O quarto, a percepção do tempo (que decorrido ainda não ocorreu)
“havia caminhos longos/a fazerem-se breves/nos meus passos/ainda frescos”
O primeiro momento, em seus subtempos, é um enquadramento sublime do todo.
Sobressai o traço da inocência, contudo já traçado por uma iniciática melancolia (que se impõe como percepção irrecusável).
O Segundo Momento
Constituído pelas quinta a oitava “quadra”, igualmente com quatro subtempos,
Sendo o primeiro novamente, como recomeço, o lugar/cenário (ainda o inicial mas já desigual)
“já me vi em dias de sol/ sem sol/ que pela manhã/ enchia as colinas”
O segundo, o mundo (já estranho)
“havia gigantes/adormecidos/no caminho/das giestas”
O terceiro, de novo a voz (igual e diversa)
“havia trôpegos/corpos/a escutar/o canto dos pássaros”
O quatro, como súmula, a percepção (passo da sabedoria)
“havia gente/que não se sabia/ser gente”
O segundo momento, em seus subtempos, é um passo profundo.

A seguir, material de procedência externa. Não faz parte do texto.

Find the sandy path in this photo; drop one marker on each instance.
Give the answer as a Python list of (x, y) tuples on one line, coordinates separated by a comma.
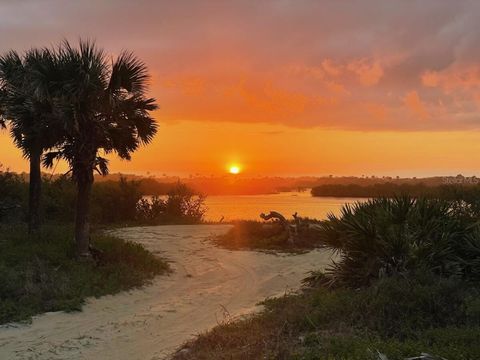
[(150, 323)]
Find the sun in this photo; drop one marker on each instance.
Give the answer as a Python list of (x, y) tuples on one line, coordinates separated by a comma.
[(234, 169)]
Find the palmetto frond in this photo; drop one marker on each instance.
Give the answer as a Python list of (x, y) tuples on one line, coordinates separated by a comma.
[(386, 236)]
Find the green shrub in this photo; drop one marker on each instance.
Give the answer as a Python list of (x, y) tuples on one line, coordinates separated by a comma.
[(42, 275), (384, 237)]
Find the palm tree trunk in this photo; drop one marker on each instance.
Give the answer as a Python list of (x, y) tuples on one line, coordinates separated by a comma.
[(82, 223), (35, 188)]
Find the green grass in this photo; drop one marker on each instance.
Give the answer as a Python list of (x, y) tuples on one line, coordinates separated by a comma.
[(259, 236), (397, 317), (41, 275)]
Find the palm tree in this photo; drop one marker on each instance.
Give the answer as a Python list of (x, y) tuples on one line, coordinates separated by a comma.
[(26, 105), (105, 110)]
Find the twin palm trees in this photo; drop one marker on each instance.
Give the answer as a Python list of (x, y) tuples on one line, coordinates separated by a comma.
[(74, 104)]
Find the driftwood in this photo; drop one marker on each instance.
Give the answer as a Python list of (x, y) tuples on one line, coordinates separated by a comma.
[(293, 230), (283, 222)]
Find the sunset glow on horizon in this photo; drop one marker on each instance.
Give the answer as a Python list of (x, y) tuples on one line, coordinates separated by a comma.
[(286, 89)]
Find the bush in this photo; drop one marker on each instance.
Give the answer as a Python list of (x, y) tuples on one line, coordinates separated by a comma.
[(248, 234), (42, 275), (384, 237), (182, 205)]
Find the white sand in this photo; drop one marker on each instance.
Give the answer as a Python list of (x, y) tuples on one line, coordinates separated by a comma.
[(152, 322)]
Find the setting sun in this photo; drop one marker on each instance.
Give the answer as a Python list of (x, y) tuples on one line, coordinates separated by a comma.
[(234, 169)]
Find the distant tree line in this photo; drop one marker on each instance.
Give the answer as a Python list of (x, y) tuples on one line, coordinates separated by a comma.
[(112, 202), (447, 191)]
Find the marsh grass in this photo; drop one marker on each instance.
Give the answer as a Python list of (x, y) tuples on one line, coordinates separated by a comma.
[(41, 275)]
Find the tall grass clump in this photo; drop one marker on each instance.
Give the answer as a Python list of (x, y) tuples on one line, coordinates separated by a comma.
[(396, 236), (42, 274)]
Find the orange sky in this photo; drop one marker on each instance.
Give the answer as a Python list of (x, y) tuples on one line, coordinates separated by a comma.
[(286, 87)]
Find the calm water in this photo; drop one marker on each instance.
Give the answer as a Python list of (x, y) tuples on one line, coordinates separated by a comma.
[(249, 207)]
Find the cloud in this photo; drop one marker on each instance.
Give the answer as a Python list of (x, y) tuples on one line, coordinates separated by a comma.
[(416, 106), (370, 65)]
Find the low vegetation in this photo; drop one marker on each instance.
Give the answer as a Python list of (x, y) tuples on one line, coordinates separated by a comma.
[(113, 202), (406, 284), (42, 274)]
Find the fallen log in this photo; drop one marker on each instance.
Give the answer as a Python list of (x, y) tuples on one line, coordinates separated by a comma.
[(282, 221)]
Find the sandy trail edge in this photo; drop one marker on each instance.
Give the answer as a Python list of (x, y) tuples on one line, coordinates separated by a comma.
[(150, 323)]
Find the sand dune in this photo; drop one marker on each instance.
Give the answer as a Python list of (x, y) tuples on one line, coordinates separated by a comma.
[(208, 284)]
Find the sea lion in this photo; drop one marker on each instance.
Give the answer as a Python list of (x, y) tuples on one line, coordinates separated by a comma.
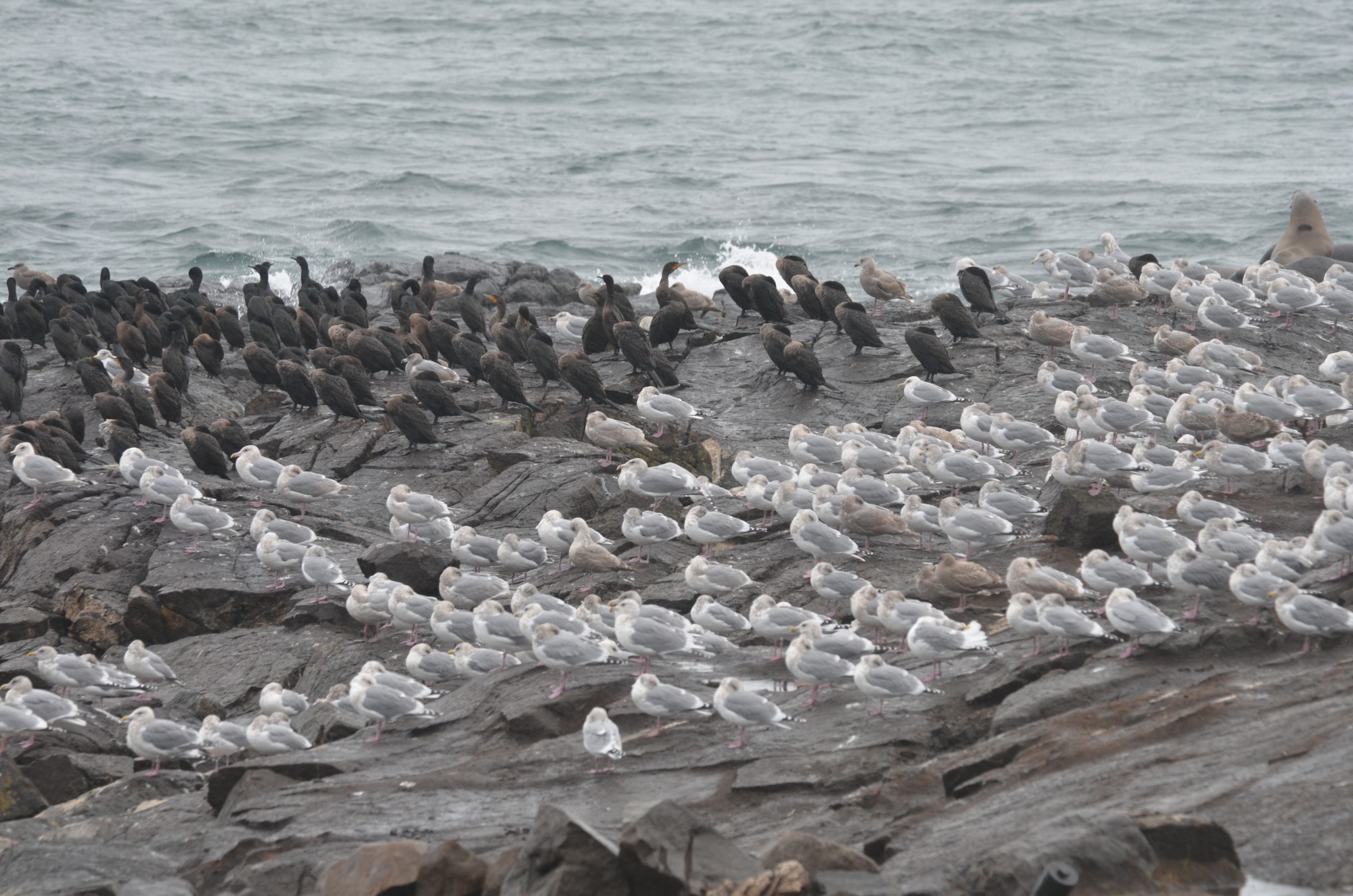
[(1306, 245), (1306, 232)]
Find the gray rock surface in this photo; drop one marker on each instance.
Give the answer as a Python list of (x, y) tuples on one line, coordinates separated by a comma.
[(1213, 749)]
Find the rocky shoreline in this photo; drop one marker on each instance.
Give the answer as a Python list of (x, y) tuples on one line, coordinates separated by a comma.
[(1209, 757)]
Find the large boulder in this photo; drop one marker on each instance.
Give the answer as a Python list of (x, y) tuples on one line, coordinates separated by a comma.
[(815, 854), (1083, 521), (20, 797), (1107, 849), (417, 565), (373, 869), (564, 855), (670, 851), (451, 870)]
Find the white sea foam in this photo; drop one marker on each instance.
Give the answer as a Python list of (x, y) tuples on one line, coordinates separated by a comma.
[(279, 281), (703, 277)]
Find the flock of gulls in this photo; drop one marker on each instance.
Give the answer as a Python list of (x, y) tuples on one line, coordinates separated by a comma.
[(1182, 423)]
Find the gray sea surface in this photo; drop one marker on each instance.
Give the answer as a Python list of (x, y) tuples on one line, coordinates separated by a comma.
[(154, 136)]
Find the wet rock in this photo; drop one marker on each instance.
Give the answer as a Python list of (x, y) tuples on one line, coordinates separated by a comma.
[(1083, 521), (324, 723), (669, 850), (22, 623), (451, 870), (787, 878), (500, 864), (1193, 853), (815, 854), (85, 866), (566, 283), (373, 869), (164, 887), (458, 268), (213, 592), (417, 565), (1109, 850), (565, 855), (104, 611), (532, 293), (528, 271), (20, 797), (64, 776)]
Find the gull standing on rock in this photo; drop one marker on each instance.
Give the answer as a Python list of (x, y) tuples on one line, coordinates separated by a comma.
[(566, 651), (711, 527), (256, 471), (1133, 616), (745, 708), (160, 488), (649, 636), (601, 738), (815, 666), (588, 557), (1064, 623), (47, 705), (415, 506), (557, 534), (941, 639), (1067, 270), (274, 697), (1098, 350), (876, 678), (160, 739), (39, 473), (664, 481), (1105, 573), (223, 739), (973, 525), (656, 699), (16, 719), (319, 569), (267, 521), (821, 540), (662, 409), (198, 520), (308, 488), (474, 550), (381, 704), (273, 735), (883, 286), (147, 666), (1022, 616), (1310, 616), (921, 393), (714, 616), (646, 528), (704, 577), (611, 433)]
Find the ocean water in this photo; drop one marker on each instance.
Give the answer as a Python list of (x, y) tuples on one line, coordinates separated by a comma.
[(154, 136)]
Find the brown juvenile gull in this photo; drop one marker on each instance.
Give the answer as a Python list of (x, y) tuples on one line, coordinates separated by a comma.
[(883, 286), (588, 557), (965, 578), (869, 520), (1049, 331), (611, 433)]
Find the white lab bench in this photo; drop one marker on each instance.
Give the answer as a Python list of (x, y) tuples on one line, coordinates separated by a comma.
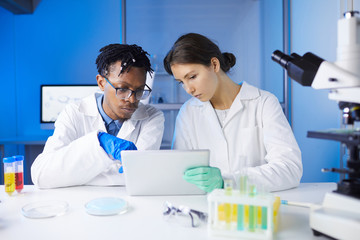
[(144, 220)]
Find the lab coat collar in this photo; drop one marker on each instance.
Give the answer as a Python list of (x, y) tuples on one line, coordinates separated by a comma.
[(88, 107), (247, 92)]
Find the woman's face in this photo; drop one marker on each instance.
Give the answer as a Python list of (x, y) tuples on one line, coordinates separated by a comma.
[(198, 80)]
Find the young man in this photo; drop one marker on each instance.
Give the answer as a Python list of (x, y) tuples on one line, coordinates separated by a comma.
[(89, 136)]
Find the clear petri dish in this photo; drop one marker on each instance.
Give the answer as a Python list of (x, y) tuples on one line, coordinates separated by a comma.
[(106, 206), (45, 209)]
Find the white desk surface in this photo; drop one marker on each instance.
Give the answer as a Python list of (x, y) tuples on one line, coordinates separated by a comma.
[(143, 221)]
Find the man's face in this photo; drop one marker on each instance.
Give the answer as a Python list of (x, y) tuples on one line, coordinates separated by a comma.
[(114, 107)]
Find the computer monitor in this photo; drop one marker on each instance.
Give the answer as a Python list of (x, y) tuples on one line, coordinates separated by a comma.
[(55, 97)]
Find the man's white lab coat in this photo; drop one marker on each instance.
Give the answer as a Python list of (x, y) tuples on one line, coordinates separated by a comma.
[(73, 155), (256, 138)]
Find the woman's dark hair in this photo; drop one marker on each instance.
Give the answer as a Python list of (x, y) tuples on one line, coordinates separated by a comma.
[(129, 55), (196, 48)]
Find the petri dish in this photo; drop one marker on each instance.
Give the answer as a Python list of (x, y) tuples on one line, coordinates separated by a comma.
[(45, 209), (106, 206)]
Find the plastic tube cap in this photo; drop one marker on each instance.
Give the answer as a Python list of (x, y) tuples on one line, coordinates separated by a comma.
[(19, 158), (8, 160)]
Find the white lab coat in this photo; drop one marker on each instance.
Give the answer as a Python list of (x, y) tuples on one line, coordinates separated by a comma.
[(73, 155), (256, 137)]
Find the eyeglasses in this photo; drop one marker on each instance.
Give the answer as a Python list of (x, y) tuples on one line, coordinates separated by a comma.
[(125, 93), (184, 215)]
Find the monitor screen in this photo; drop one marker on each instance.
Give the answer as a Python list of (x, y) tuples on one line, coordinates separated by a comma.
[(55, 97)]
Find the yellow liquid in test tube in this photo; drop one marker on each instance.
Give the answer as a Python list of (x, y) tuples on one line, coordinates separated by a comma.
[(9, 182)]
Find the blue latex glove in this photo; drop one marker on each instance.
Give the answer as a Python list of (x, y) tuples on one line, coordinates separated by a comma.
[(113, 145), (205, 178)]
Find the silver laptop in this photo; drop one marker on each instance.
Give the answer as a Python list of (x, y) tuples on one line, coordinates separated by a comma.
[(160, 172)]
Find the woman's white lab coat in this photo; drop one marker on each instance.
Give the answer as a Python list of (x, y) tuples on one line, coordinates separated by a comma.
[(73, 155), (256, 136)]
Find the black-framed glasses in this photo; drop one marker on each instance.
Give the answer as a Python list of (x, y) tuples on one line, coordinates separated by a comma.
[(184, 215), (125, 93)]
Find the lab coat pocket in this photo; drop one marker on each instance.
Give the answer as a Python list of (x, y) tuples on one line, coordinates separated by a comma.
[(250, 146)]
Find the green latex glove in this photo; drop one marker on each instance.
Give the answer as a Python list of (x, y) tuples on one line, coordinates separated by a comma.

Sobressai o traço da estranheza, marcado já por uma intensa melancolia (que se impõe como percepção da percepção).
O Terceiro Momento
Constituído pelas nona a décima quinta “quadra”, com dois subtempos, que se fundem, harmoniosamente, tornando-se intrinsecamente dependentes.
O Primeiro subtempo
“já me vi em dias de sol/sem sol/a sacudir/o sino da capela”
Onde saliento o “sino” como símbolo maior deste momento terceiro.
O sino que toca e, em seu badalar, anuncia, como voz sem voz, o perder da vez.
“havia chuvas/pelos campos/a encher/as últimas pegadas
Onde o lado enegrecido, que perpassa o poema, se assume de forma quase explícita,
Logo seguido do seu contraponto, indicando que todo o tempo é ciclo em constante reinício.
“havia raízes tenras/a nascer/nas enseadas”
O Segundo subtempo
“já me vi em dias de sol/sem sol/a engolir/os últimos sacramentos”
havia as indomáveis/árvores/ainda de pé
havia a brisa/nas suas folhas/ressequidas
havia chocalhos/escondidos/nos matagais”
Onde sobressai o jogo de contrastes e oposições e a forma, sublimemente subliminar, como os mesmos ora se expressam, ora se ocultam.
O Quarto Momento
Constituído pelos últimos 8 versos”,
“já me vi em dias de sol/Sem sol/a haver/será só um único/ponto/onde o olhar/se perde/no horizonte”
Onde encontramos o verso mote do poema (“já me vi em dias de sol/Sem sol”), que é repetido no início de cada momento, como reinício do mesmo (opção muito conseguida que introduz no poema o seu lado mais fonético impondo uma cadência que reclama boa declamação),
Mas aqui com uma nuance (muito relevante) em relação aos momentos anteriores (que serve também de ponto de encerramento)
É que, afinal, talvez haja Sol, mesmo que tal possibilidade seja remota (no espaço/tempo)
“a haver/será só um único/ponto/onde o olhar/se perde/no horizonte”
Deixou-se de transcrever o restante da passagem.